Determining Selective Manipulation
Bauer Research Finds Shareholders May Benefit from Manipulated Financial Reporting
The popularity of basing executive pay on a company’s performance has sparked concerns about the veracity of annual financial reports required by the federal government.
However, a C. T. Bauer College of Business finance professor’s new research finds that shareholders may actually benefit from manipulated financial reporting.
In "Lying to Speak the Truth: Selective Manipulation and Improved Information Transmission," forthcoming in the Journal of Finance, Judge Elkins Professor of Finance Paul Povel and a co-author report that such financial reporting isn’t necessarily a negative for a firm and its investors
“We find that even if manipulation can easily be prevented, shareholders may not find it optimal to do so,” they write. “Instead, shareholders may benefit from incentivizing managers who expect their firms to perform well in the long run to manipulate an unfavorable short-term report. Such selective manipulation can make the report more informative about the manager’s performance, thereby lowering the incentive compensation required to motivate the manager to exert costly effort.”
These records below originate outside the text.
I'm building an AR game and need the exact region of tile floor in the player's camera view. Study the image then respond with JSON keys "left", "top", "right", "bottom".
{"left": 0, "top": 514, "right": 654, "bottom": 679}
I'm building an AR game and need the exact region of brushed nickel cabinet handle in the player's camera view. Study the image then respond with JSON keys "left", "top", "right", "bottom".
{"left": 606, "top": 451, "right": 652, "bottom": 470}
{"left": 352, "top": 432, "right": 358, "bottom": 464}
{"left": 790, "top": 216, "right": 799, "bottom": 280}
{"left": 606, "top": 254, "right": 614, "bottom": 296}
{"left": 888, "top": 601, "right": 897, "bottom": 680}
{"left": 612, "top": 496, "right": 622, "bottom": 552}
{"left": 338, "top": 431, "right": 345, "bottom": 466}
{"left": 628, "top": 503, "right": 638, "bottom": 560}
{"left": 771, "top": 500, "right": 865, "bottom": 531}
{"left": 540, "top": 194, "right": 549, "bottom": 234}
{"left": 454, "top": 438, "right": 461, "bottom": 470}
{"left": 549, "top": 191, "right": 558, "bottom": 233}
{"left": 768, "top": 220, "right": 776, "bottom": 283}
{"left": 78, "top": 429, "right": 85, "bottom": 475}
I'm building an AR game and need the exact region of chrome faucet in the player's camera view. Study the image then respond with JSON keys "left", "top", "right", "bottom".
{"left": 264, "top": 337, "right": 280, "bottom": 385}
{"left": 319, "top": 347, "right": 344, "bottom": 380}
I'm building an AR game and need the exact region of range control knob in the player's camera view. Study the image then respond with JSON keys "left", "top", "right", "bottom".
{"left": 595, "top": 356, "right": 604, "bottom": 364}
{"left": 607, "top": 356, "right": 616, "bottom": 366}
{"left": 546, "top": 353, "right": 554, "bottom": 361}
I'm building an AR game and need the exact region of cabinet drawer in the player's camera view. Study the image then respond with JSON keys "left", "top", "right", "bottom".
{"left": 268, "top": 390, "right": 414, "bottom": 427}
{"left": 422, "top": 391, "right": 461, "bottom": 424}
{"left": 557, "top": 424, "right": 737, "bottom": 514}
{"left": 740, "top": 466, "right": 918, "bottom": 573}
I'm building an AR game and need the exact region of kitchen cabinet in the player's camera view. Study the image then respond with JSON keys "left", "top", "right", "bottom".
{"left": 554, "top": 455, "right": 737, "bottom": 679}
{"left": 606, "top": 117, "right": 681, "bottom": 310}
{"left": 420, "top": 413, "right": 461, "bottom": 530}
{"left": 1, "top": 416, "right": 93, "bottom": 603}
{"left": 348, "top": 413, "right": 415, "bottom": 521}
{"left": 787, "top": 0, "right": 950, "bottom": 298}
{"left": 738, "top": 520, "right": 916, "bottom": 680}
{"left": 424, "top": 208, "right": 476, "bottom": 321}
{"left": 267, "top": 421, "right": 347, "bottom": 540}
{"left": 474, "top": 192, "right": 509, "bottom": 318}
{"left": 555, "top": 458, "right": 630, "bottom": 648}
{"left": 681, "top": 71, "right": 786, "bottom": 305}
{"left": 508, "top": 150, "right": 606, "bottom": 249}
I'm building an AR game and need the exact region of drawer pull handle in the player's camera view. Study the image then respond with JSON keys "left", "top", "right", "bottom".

Povel explains further: “Only managers who know that their firm’s fundamentals are healthy and that a disappointing intermediate performance is undeservedly bad should be given an incentive to manipulate report upwards. That is achieved by offering bonuses contingent on achieving both high reported performance and high realized performance. A pessimistic manager who expects to realize low performance would then have no incentive to manipulate.”
The research authors stress that because manipulation is costly for many reasons, the optimal effects are realized only under specific circumstances: when a manager’s decisions have only a moderate effect on the firm’s performance and the expected negative valuation by manipulation is not too large.
In contrast, manipulation should be prevented when managers are highly productive or the expected value destruction caused by manipulation is large.
“To implement ‘selective manipulation, firms can use claw-back provisions or performance-vesting stock awards,” Povel said.